## Task1

### The difficulties of the CSR format

The performance of the code based on CSR to compute the sparse matrix vector product (i.e. u=Av where A is the sparse matrix, u and v are the output and input vectors respectively) on superscalar architectures is difficult to optimized due to the two drawbacks of the code:

First, the access locality of vector v is not maintained due to the indirect addressing. 
Second, the fine grained parallelism is not exploited because the number of iterations of the inner loop is small and variable.


### How Ellpack and Ellpack-R solve these difficulties

Ellpack format:

This format stores the sparse matrix on two arrays, one float A[ ], to save the entries, and one integer J[ ], to save the column index of every entry. Both arrays are of dimension N × Max nzr at least, where N is the number of rows and Max_nzr is the maximum number of non-zeros per row in the matrix, with the maximum being taken over all rows. Note that the size of all rows in these compressed arrays A[ ] and J[ ] is the same, because every row is padded with zeros. 

Focusing our interest on the GPU architecture and if every element i of vector u is computed by a thread identified by index x = i and the arrays store their elements in column-major order, then the SpMV based on ELLPACK can improve the performance due to the coalesced global memory access and non-synchronized execution between different thread blocks.


Ellpack-R format:

ELLPACK-R consists of two arrays, A[ ] (float) and J[ ] (integer) of dimension N × Max nzr; and, moreover, an additional integer array called rl[ ] of dimension N (i.e. the number of rows) is included with the purpose of storing the actual length of every row, regardless of the number of the zero elements padded.

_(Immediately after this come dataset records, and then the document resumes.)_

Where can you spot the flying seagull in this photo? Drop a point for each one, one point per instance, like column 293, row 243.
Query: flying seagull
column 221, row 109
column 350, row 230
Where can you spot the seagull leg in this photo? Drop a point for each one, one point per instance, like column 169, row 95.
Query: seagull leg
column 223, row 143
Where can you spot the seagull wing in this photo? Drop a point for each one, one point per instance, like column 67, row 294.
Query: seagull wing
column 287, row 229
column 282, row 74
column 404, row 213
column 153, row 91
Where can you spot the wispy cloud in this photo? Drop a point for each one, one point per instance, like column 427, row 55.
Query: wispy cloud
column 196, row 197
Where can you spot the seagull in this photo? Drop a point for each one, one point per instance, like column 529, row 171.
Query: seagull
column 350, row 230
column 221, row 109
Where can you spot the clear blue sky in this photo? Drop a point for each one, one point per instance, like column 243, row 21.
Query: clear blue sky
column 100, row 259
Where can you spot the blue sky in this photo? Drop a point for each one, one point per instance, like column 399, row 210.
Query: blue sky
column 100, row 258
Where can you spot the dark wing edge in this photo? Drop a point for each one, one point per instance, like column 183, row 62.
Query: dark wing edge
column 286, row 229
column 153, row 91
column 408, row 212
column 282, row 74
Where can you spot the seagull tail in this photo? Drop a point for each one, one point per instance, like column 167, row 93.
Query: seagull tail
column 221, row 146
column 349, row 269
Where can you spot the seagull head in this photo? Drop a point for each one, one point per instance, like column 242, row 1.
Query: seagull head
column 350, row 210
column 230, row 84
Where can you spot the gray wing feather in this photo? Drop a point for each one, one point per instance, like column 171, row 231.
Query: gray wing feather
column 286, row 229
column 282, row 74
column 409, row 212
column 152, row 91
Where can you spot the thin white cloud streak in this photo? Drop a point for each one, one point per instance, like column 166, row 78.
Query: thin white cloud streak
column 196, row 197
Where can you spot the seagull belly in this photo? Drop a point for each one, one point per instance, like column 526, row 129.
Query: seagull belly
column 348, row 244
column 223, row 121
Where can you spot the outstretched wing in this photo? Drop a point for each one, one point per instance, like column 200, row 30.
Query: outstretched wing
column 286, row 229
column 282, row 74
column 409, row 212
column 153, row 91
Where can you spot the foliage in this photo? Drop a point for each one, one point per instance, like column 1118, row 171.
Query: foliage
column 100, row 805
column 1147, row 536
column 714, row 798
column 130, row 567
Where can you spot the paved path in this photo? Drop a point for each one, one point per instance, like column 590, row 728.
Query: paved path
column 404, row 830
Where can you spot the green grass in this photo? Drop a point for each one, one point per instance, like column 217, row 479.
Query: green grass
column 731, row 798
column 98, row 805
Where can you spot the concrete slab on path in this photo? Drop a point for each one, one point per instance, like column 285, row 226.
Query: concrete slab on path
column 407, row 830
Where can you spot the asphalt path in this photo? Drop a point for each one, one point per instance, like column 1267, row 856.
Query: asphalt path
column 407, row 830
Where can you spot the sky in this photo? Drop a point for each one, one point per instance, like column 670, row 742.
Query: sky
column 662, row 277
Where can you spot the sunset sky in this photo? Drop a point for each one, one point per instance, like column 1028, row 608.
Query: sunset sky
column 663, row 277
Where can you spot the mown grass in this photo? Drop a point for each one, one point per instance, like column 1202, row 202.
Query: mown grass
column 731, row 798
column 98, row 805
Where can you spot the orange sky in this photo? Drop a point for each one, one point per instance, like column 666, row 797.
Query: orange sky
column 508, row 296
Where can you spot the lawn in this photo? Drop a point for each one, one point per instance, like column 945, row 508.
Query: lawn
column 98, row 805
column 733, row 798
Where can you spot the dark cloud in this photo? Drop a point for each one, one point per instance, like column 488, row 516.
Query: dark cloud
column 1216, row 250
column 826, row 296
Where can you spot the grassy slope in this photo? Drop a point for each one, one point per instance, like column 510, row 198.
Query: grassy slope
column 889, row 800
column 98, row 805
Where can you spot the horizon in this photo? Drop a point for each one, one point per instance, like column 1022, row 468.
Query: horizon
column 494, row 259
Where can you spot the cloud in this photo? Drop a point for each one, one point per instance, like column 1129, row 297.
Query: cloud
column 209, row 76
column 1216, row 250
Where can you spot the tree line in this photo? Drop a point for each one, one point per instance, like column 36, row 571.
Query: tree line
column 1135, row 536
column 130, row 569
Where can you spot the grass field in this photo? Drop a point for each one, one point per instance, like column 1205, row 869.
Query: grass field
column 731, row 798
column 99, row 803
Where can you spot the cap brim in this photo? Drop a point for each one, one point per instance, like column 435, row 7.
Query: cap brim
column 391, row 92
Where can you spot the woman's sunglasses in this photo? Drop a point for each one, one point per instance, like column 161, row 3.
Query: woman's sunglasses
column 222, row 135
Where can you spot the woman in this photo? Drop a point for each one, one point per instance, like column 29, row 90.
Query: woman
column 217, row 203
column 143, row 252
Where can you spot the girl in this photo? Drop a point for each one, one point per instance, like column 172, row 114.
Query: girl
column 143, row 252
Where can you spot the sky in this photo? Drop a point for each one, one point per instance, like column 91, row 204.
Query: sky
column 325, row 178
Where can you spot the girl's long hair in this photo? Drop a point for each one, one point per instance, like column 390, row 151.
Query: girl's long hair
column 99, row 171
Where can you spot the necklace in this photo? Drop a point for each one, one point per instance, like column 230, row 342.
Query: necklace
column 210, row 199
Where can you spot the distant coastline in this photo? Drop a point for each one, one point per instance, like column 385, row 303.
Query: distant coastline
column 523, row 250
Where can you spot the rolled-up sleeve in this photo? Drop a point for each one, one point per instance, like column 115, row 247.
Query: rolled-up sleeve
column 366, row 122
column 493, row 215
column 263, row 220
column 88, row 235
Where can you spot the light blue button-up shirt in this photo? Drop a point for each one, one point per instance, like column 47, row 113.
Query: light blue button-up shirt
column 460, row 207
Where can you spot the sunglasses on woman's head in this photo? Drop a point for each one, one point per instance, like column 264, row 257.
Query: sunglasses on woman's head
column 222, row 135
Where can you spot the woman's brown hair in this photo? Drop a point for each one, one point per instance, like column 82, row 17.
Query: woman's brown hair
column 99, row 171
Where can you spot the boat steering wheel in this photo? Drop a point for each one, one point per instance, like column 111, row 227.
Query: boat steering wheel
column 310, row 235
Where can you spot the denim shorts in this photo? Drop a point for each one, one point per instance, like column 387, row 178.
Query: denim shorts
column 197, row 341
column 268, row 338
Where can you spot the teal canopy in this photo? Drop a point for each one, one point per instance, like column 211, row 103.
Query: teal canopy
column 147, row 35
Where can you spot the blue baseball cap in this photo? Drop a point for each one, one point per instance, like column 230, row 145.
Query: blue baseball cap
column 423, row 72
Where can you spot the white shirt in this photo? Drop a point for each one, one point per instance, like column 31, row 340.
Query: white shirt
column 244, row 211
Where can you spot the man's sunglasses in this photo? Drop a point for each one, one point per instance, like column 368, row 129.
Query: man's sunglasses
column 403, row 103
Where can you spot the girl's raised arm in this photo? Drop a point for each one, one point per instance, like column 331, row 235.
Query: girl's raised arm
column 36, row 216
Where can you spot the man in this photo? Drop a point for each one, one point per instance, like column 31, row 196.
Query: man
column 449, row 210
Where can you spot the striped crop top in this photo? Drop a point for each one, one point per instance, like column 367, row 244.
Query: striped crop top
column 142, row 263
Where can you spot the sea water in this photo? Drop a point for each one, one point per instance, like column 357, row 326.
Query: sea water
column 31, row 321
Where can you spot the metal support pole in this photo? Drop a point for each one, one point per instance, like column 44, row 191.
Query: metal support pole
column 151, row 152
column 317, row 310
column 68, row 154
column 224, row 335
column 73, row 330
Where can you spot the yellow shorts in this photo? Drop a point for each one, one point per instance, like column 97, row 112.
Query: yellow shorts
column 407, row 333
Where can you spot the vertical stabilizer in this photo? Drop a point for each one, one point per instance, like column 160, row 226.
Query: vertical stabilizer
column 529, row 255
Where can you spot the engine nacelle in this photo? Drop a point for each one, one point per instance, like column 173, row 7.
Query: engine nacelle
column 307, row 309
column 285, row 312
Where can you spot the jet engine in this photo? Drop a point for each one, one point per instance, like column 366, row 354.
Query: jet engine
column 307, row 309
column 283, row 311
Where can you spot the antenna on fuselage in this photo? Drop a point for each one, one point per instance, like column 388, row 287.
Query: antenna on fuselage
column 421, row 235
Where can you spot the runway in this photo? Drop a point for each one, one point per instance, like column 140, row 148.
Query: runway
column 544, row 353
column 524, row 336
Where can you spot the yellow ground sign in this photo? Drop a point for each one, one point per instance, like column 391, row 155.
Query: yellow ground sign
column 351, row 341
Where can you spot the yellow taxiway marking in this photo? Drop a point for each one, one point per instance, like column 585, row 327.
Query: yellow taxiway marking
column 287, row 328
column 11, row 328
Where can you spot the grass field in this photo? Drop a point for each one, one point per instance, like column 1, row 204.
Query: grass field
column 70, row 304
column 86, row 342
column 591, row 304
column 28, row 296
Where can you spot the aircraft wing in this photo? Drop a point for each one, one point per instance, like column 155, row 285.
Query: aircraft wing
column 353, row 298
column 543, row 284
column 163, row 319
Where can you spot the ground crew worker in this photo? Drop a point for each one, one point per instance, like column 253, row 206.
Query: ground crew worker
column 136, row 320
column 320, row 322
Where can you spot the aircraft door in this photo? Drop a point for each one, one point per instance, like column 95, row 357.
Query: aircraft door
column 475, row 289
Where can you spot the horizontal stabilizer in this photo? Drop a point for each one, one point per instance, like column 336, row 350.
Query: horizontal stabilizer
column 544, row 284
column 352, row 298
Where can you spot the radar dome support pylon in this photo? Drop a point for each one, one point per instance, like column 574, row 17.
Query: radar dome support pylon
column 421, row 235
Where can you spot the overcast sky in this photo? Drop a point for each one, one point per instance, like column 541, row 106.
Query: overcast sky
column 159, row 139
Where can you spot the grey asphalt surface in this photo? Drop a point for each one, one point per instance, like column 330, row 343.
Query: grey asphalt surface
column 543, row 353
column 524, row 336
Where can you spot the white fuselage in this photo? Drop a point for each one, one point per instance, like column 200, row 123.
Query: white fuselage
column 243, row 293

The algorithms ELLR-T to compute SpMV with GPUs take advantage of: (1) Coalesced and aligned global memory access. (2) Homogeneous computing within the warps. (3) Reduction of useless computation and unbalance of the threads of one warp. (4) High occupancy.

## Task2

In [1]:
import matplotlib.pyplot as plt
import numpy as np
import numba
from numba import prange,njit
import scipy
from scipy.sparse import coo_matrix
from scipy.sparse.linalg import LinearOperator


class EllpackMatrix(LinearOperator):
    
    def __init__(self, mtr):
        
        self.data = mtr.data
        self.indices = mtr.indices
        self.indptr = mtr.indptr
        
        self.shape = mtr.shape
        self.dtype = mtr.dtype
        self.A, self.J, self.rl = csr_ellr(self.data, self.indices, self.indptr, self.dtype)
        
    def _matvec(self, v):
        return ell_matvec(self.A, self.J, self.rl, v, self.dtype)
    
    
@numba.njit(parallel=True)    
def ell_matvec(A,J,rl,v,dtype):

    result = np.zeros(A.shape[0],dtype=dtype)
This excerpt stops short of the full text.